January Dawn

January Dawn
January Dawn – “Red in the morning, sailors take warning” or “The start of the best day ever!”

Refuged in our homes from the season’s deepest cold and dark, absent focus, minds can turn listless or anxious.

A brilliant scarlet dawn can be seen as a threat to “take warning”, harbinger of a day probable with difficulties. Or, it can be seen as bright evidence of an extraordinarily beautiful start to a day ripe with possibility.

It is easy to see life as a constant struggle – that we are rarely presented with what we expect or what we feel entitled to on our own terms. Closer to the truth is that we are almost always presented with the opportunities to get exactly what we want or need. Whether our desires are realized or not is based on the choices we make.

There is a story of a very devout, but stubborn man who lived in a modest house along a river. A storm provoked the river to compromise it’s banks, and the man, trying to escape the flood waters, found himself on the roof of his home.

The man’s neighbor rowed to his house in a boat, and offered to give the man a ride to the safety of higher ground.

The man declined, stating “I have faith in God; he will protect me here on my roof”.

Later, as the flood waters continued to rise, officials came by in a motor boat ordering the man to evacuate so they could deliver him to safety. The man refused, again stating that his faith would protect him.

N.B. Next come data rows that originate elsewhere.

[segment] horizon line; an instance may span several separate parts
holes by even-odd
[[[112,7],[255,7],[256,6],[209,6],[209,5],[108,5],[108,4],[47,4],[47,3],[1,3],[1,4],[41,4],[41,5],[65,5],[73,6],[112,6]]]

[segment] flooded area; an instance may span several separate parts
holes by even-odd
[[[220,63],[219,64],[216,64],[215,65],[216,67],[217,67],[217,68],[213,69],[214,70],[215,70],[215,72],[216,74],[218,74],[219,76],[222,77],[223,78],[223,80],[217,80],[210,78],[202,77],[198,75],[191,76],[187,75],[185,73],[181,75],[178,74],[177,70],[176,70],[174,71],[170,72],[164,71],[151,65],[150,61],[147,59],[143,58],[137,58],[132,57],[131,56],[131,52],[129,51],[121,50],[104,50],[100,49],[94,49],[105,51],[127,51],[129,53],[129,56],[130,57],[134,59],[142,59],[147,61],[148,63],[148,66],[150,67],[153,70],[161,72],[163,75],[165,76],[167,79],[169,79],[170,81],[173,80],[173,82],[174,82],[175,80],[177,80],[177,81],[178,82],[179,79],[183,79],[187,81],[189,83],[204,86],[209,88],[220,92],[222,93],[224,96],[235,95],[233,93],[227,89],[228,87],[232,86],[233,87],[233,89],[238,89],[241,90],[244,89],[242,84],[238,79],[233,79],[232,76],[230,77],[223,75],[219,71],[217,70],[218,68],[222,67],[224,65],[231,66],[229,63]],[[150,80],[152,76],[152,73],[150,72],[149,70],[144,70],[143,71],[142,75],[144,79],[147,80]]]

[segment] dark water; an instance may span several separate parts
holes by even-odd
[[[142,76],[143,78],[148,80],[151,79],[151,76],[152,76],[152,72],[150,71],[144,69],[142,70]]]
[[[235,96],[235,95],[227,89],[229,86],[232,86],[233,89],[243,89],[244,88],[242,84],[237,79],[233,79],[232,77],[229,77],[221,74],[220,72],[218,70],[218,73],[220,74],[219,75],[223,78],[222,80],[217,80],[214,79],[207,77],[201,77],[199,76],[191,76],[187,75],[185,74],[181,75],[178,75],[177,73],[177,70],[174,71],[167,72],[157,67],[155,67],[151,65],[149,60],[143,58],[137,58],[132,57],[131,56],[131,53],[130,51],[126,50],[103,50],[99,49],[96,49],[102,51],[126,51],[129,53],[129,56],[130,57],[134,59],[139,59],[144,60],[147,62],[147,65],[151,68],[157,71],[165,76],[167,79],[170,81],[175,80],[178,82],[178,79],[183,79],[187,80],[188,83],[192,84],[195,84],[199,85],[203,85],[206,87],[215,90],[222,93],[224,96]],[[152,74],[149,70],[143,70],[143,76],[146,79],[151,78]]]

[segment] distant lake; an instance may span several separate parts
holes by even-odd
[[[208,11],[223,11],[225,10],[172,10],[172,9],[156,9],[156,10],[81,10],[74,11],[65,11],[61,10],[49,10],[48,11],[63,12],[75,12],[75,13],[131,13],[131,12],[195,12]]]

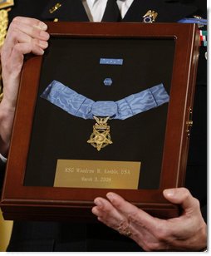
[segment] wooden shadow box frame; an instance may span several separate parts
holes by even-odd
[[[48,22],[47,25],[51,39],[47,53],[45,53],[44,57],[31,56],[27,57],[22,68],[13,132],[1,199],[1,208],[4,219],[93,221],[96,219],[91,211],[91,207],[94,205],[93,199],[97,196],[105,197],[106,193],[110,190],[118,193],[125,199],[155,216],[169,218],[179,215],[179,208],[165,200],[163,197],[162,191],[166,188],[183,186],[185,178],[189,129],[192,125],[191,112],[199,57],[199,37],[197,27],[194,24],[178,23],[139,24]],[[76,71],[73,68],[73,66],[75,66],[73,65],[74,62],[70,64],[70,70],[74,70],[72,76],[74,76],[74,74],[77,73],[77,71],[79,72],[75,77],[74,82],[76,83],[77,80],[82,79],[81,77],[84,76],[85,79],[91,79],[91,76],[86,76],[86,70],[83,70],[83,65],[86,66],[86,69],[88,68],[88,66],[91,66],[91,65],[94,65],[91,62],[91,60],[94,59],[95,51],[97,51],[96,49],[98,48],[98,43],[100,44],[100,42],[101,43],[102,42],[104,43],[103,49],[106,49],[106,47],[105,46],[108,45],[109,47],[110,41],[111,42],[113,42],[113,41],[115,42],[114,48],[115,50],[114,51],[119,51],[119,55],[117,54],[117,57],[120,56],[120,51],[125,51],[124,47],[121,48],[121,43],[124,42],[126,46],[125,49],[128,48],[127,46],[130,46],[131,42],[132,47],[130,51],[132,52],[135,52],[133,58],[135,58],[135,56],[138,55],[138,58],[135,59],[135,61],[130,61],[130,57],[128,57],[127,55],[124,57],[126,61],[128,59],[128,62],[130,62],[127,67],[128,71],[126,70],[126,73],[128,74],[125,78],[125,80],[130,76],[130,73],[135,69],[135,67],[132,66],[132,70],[130,70],[130,66],[134,65],[133,62],[135,62],[136,66],[139,65],[140,60],[140,63],[143,62],[149,62],[150,63],[155,62],[157,64],[155,64],[155,66],[150,67],[150,75],[146,73],[145,69],[147,70],[147,68],[144,66],[141,68],[142,75],[140,76],[139,76],[140,71],[136,71],[136,75],[134,75],[132,77],[135,77],[134,79],[135,79],[137,76],[140,81],[142,77],[146,77],[145,80],[144,79],[142,81],[143,83],[154,83],[156,81],[156,66],[158,69],[162,71],[163,67],[160,66],[165,66],[164,63],[166,62],[163,59],[164,59],[165,56],[169,56],[168,50],[165,50],[168,48],[168,47],[165,47],[165,42],[173,42],[174,50],[171,53],[172,57],[169,61],[172,62],[171,65],[169,65],[171,67],[168,69],[169,65],[167,63],[167,69],[164,71],[164,76],[168,72],[170,72],[170,75],[167,79],[169,81],[167,83],[169,84],[169,87],[167,86],[167,91],[169,93],[170,100],[169,104],[166,105],[166,117],[164,119],[164,136],[162,137],[162,149],[159,150],[161,155],[159,156],[161,163],[160,171],[158,176],[155,175],[159,185],[150,188],[150,186],[147,187],[147,185],[145,186],[144,185],[138,190],[58,188],[53,187],[51,184],[47,184],[47,185],[42,184],[34,185],[33,175],[30,178],[31,180],[29,179],[29,180],[32,180],[32,183],[30,181],[31,183],[29,182],[29,185],[26,185],[25,178],[27,172],[27,175],[29,173],[30,177],[30,170],[27,170],[27,160],[30,157],[31,159],[35,159],[35,162],[32,162],[32,165],[36,165],[37,155],[39,154],[39,151],[42,147],[42,144],[39,143],[41,143],[41,141],[44,140],[44,136],[47,135],[44,132],[43,136],[39,136],[39,133],[42,133],[42,130],[44,129],[42,121],[40,121],[38,126],[35,126],[34,123],[34,116],[36,115],[37,116],[39,111],[40,113],[45,111],[45,110],[42,109],[43,106],[41,106],[41,108],[42,108],[40,110],[37,106],[37,96],[42,90],[40,88],[42,80],[41,76],[44,76],[44,81],[46,76],[46,73],[42,70],[42,65],[45,62],[45,56],[47,56],[49,52],[51,53],[52,49],[53,50],[56,47],[58,49],[63,48],[61,47],[59,42],[64,39],[67,41],[76,40],[76,42],[75,43],[76,47],[81,43],[80,51],[82,51],[82,53],[80,54],[76,52],[76,55],[80,57],[79,64],[77,64],[78,66],[76,66],[77,71]],[[53,41],[56,42],[53,43]],[[91,42],[94,42],[94,47],[91,47],[93,44],[90,43],[90,41]],[[117,47],[115,45],[115,41],[118,42]],[[158,57],[156,56],[157,53],[159,54],[158,52],[160,52],[156,50],[157,42],[161,42],[161,44],[164,42],[164,47],[162,47],[161,48],[161,52],[163,51],[161,57],[159,55],[158,55]],[[144,52],[142,53],[135,52],[135,51],[139,51],[137,49],[141,48],[139,47],[140,42],[144,42],[144,47],[141,47],[142,48],[144,47],[144,52],[148,52],[149,53],[151,52],[151,51],[155,51],[153,55],[150,57],[150,59],[147,59],[148,61],[145,61],[145,59]],[[96,45],[95,45],[95,43]],[[145,49],[145,47],[148,47],[147,46],[150,46],[151,43],[153,46],[152,48],[150,48],[150,50],[148,48]],[[111,46],[111,48],[113,48],[112,43]],[[84,49],[88,49],[87,47],[91,47],[89,48],[89,51],[87,51],[87,52],[83,52]],[[101,52],[102,50],[100,49],[99,51]],[[105,51],[105,52],[106,52],[106,50]],[[110,53],[110,49],[108,50],[108,55]],[[167,51],[167,53],[165,53],[165,51]],[[68,55],[68,53],[66,54]],[[81,55],[83,54],[85,54],[85,56],[81,57]],[[101,56],[101,54],[102,55],[101,57],[105,57],[103,52],[101,52],[99,56]],[[58,59],[60,55],[59,52],[59,54],[57,54],[54,58],[54,63],[52,63],[52,62],[50,59],[49,63],[52,63],[49,64],[50,66],[52,65],[49,68],[51,77],[53,76],[52,73],[59,71],[58,74],[60,74],[61,71],[65,69],[65,66],[62,67],[62,63],[60,62],[60,60]],[[106,56],[107,55],[106,54]],[[114,56],[116,57],[115,54],[114,54]],[[88,64],[86,62],[87,62],[87,58],[90,59]],[[90,65],[89,62],[91,62]],[[160,66],[159,63],[161,63]],[[100,65],[97,65],[96,77],[98,73],[101,73],[100,69],[101,68],[101,66],[100,66]],[[55,68],[55,66],[56,66],[56,68],[52,70]],[[79,67],[81,66],[82,74],[80,75],[81,71]],[[112,68],[112,70],[115,70],[115,68],[117,67]],[[93,69],[94,67],[92,70]],[[108,72],[110,71],[111,72],[111,71],[108,70]],[[88,69],[87,76],[89,76],[91,72],[91,70]],[[125,71],[121,71],[120,72],[122,74],[121,76],[124,76]],[[115,73],[113,75],[115,76]],[[60,78],[62,79],[63,76],[64,75],[62,74]],[[91,77],[92,76],[91,76]],[[153,77],[152,81],[149,80],[150,76]],[[129,79],[133,80],[130,76]],[[159,77],[159,79],[163,78]],[[81,81],[81,82],[84,82],[84,81]],[[127,87],[125,85],[124,86]],[[101,90],[103,91],[103,90],[107,89],[104,89],[103,87]],[[91,91],[91,87],[89,88],[89,91]],[[160,115],[162,115],[162,113]],[[156,121],[156,117],[155,116],[152,116],[154,120],[151,120],[150,123],[150,126],[152,127],[159,126],[159,121]],[[59,121],[55,121],[55,123],[58,122]],[[56,129],[60,130],[58,128]],[[124,127],[122,129],[123,130],[120,132],[124,132]],[[37,130],[38,130],[38,131]],[[32,150],[31,146],[32,133],[37,135],[34,139],[34,141],[36,141],[37,144],[35,143],[35,145],[32,147],[36,148],[37,151],[33,151],[33,149]],[[156,144],[156,141],[155,143]],[[46,144],[47,144],[47,142]],[[87,146],[91,148],[91,145]],[[137,146],[135,146],[135,148],[139,146],[140,145],[138,145]],[[110,145],[108,145],[108,149],[109,147],[111,149]],[[104,149],[101,150],[103,151]],[[119,155],[121,155],[120,151],[119,152]],[[149,155],[150,162],[154,161],[153,155],[154,155],[150,154]],[[91,154],[90,158],[91,159]],[[78,156],[78,159],[81,158]],[[150,175],[150,176],[146,175],[148,178],[145,179],[149,180],[150,179],[150,177],[152,176],[152,175]],[[37,181],[37,183],[39,183],[39,181]]]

Darkness fell, the waters continued to rise as a helicopter’s powerful search light spotted the man, now clinging precariously to the very peak of his home’s roof.

The rescue crew was astonished when the man refused to be hoisted to the safety of the helicopter, again stating that his faith would protect him. They tried at length to talk the man into joining them, but the helicopter ran low on fuel putting the entire crew in peril; finally they abandoned the man in the dark.

As the helicopter returned to it’s base to refuel, the flood waters rose over the peak of the roof, washing the man away into the dark swirling waters. Exhausted from clinging to the roof for hours, the man soon drowned.

When he reached the pearly gates, the man said with a somewhat indignant air: “God, I lived a devout life, I had faith in you – why did you forsake me and let me die in the flood? I am disappointed and surprised that you let me drown.”

God replied “I too am disappointed and surprised that you drowned. After all, while you were on the roof, I did send you two boats and a helicopter…”.

Whether God’s ways seem mysterious or obvious, it is good to keep in mind that along with faith and devotion, we still have to do our part.